UK, France, Germany, Italy ready to lift Iran sanctions

Editorial illustration for: UK, France, Germany, Italy ready to lift Iran sanctions after US-Iran deal

In brief

  • E4 bloc declared readiness June 14 to lift Iran sanctions contingent on nuclear progress verification.
  • US-Iran agreement includes ceasefire, Strait of Hormuz reopening, and 60-day nuclear negotiation window.
  • Draft terms propose suspension of Iranian oil sanctions and potential $24 billion frozen asset release.
  • US sanctioned four Iranian crypto exchanges June 2, twelve days before European announcement.

The Deal

The US-Iran agreement is sweeping in scope. It includes a ceasefire following months of escalation, reopening of a critical shipping corridor, and a structured negotiation period. Draft terms propose a suspension of sanctions on Iranian oil sales and the potential release of up to $24 billion in frozen assets, contingent on Iran hitting agreed milestones during the 60-day window.

European leaders made the conditions explicit. "The conditions are straightforward: Tehran must demonstrate verifiable progress on its nuclear program," the E4 bloc stated in its announcement. The consistent message from Western capitals is that Iran must not acquire nuclear weapons.
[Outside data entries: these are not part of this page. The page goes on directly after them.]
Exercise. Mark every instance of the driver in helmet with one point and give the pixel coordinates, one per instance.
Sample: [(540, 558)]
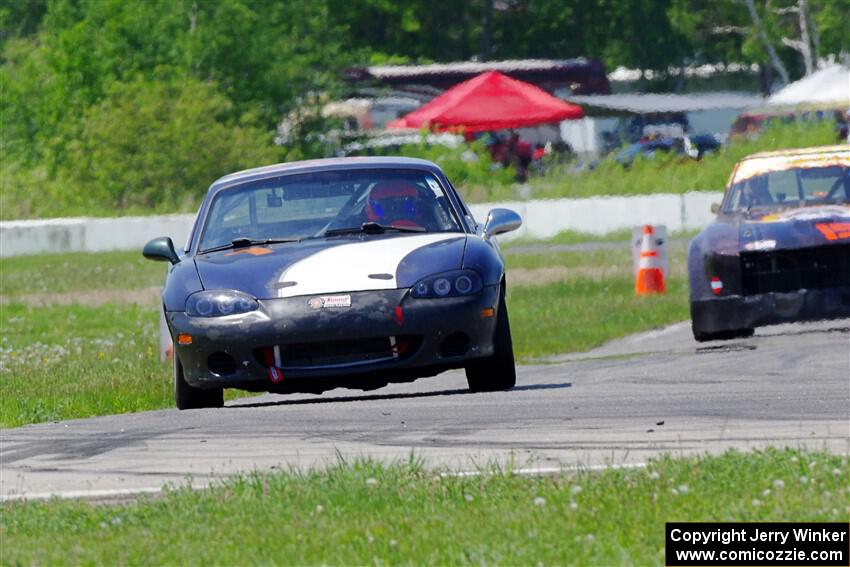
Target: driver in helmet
[(395, 203)]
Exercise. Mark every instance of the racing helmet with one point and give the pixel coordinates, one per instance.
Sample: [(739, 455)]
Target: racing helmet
[(394, 202)]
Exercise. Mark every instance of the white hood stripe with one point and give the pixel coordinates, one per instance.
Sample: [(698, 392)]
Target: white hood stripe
[(347, 267)]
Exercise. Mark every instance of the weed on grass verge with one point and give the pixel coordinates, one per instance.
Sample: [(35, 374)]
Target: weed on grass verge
[(366, 513)]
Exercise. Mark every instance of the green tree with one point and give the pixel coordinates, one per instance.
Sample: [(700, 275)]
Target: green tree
[(159, 144)]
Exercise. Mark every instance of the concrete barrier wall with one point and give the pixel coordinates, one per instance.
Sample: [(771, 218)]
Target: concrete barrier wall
[(541, 219)]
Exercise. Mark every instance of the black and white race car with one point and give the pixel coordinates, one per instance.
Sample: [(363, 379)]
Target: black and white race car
[(351, 272)]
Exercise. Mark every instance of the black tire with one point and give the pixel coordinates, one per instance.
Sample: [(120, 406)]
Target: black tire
[(189, 397), (497, 372), (702, 336)]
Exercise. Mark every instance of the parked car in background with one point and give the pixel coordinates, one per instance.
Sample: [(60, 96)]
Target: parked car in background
[(779, 250), (348, 272), (694, 146)]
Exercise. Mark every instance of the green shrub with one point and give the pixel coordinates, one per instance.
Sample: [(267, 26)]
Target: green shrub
[(151, 145)]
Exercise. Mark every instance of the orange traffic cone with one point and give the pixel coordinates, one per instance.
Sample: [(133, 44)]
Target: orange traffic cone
[(650, 275)]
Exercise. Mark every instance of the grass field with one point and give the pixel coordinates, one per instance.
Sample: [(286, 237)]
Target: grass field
[(80, 331), (365, 513)]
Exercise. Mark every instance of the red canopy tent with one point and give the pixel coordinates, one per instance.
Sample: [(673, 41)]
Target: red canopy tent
[(490, 101)]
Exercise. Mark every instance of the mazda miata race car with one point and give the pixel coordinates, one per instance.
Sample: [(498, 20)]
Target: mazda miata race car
[(779, 250), (352, 272)]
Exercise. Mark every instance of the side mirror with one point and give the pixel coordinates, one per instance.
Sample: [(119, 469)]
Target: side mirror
[(500, 221), (161, 248)]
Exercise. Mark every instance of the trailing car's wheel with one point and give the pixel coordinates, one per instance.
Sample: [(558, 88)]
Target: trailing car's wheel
[(188, 397), (702, 336), (496, 372)]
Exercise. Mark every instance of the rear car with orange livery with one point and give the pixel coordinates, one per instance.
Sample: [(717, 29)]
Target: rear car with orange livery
[(779, 250)]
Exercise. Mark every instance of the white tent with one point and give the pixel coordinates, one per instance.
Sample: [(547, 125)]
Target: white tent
[(828, 86)]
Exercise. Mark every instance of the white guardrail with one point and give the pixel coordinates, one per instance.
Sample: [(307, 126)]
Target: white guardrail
[(541, 219)]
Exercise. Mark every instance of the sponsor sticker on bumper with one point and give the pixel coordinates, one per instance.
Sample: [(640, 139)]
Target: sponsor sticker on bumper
[(330, 302)]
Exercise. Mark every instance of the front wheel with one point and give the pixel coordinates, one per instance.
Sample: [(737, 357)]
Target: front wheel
[(702, 336), (189, 397), (496, 372)]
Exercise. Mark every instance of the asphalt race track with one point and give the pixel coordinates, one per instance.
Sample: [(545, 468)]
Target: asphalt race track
[(620, 404)]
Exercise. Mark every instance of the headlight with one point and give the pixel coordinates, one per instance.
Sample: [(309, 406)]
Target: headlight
[(219, 303), (450, 284)]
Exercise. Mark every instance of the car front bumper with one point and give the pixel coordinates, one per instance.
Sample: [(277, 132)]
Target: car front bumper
[(441, 333), (750, 311)]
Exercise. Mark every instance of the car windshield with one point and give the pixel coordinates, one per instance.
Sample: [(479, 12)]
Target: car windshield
[(790, 187), (320, 204)]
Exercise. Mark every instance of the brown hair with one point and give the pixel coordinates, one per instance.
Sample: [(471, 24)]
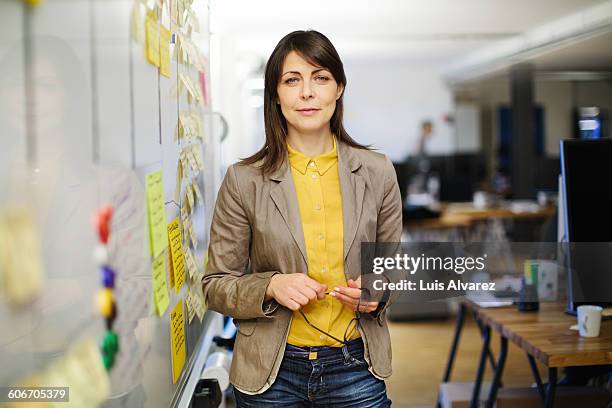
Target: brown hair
[(318, 50)]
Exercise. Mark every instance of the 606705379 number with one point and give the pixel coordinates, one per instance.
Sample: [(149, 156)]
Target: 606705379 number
[(34, 394)]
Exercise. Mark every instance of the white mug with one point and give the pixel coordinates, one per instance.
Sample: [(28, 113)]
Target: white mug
[(589, 320)]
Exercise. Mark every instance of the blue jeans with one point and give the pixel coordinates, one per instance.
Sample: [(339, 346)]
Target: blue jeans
[(337, 378)]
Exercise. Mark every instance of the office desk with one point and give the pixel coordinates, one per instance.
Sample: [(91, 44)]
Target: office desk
[(464, 217), (545, 335)]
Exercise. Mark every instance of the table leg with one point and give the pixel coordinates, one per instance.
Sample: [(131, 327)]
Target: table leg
[(489, 352), (552, 385), (536, 375), (481, 367), (499, 370), (455, 343)]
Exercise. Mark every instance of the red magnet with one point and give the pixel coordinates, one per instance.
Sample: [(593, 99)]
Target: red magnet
[(103, 222)]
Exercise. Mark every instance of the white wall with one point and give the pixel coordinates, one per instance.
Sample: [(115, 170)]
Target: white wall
[(387, 101)]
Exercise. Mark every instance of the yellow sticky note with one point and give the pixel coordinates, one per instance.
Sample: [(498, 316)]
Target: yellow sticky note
[(176, 255), (156, 213), (160, 290), (33, 3), (177, 340), (164, 51), (21, 270), (152, 41)]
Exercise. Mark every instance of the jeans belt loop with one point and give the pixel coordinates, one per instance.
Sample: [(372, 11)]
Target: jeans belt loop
[(347, 356)]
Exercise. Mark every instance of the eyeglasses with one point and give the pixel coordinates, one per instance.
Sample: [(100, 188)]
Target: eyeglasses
[(353, 324)]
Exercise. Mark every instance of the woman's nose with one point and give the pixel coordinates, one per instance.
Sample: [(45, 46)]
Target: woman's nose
[(307, 91)]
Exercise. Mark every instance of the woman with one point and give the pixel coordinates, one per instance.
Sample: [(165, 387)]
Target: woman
[(284, 254)]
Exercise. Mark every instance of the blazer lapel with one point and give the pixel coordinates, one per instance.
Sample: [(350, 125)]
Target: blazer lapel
[(352, 187), (284, 195)]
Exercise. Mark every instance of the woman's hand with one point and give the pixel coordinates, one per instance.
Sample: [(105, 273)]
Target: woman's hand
[(350, 296), (294, 290)]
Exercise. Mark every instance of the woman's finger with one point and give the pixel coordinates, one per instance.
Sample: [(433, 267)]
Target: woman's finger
[(300, 298), (351, 292), (347, 300), (291, 305)]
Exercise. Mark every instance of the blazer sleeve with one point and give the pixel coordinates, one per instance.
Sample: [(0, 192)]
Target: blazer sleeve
[(389, 230), (227, 287)]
Crypto's Role in the Pressure Campaign

The timing raises questions about regulatory strategy. On June 2, just twelve days before the E4 announcement, US authorities sanctioned four Iranian digital asset exchanges: Nobitex, Wallex, Bitpin, and Ramzinex. The move targeted the country's largest on-ramps to crypto markets.

Nobitex alone accounted for over 50% of Iranian digital asset inflows in 2025. Removing it from the global financial system cuts off a major channel for capital flight and sanctions evasion. The targeting suggests regulators are focused on the fiat-to-crypto chokepoints—the exchanges themselves—rather than trying to blacklist individual tokens.

This dual approach (sanctions on traditional assets plus crypto exchange restrictions) tightens the vise before negotiations begin. If Iran agrees to nuclear limits, both tracks could ease in parallel.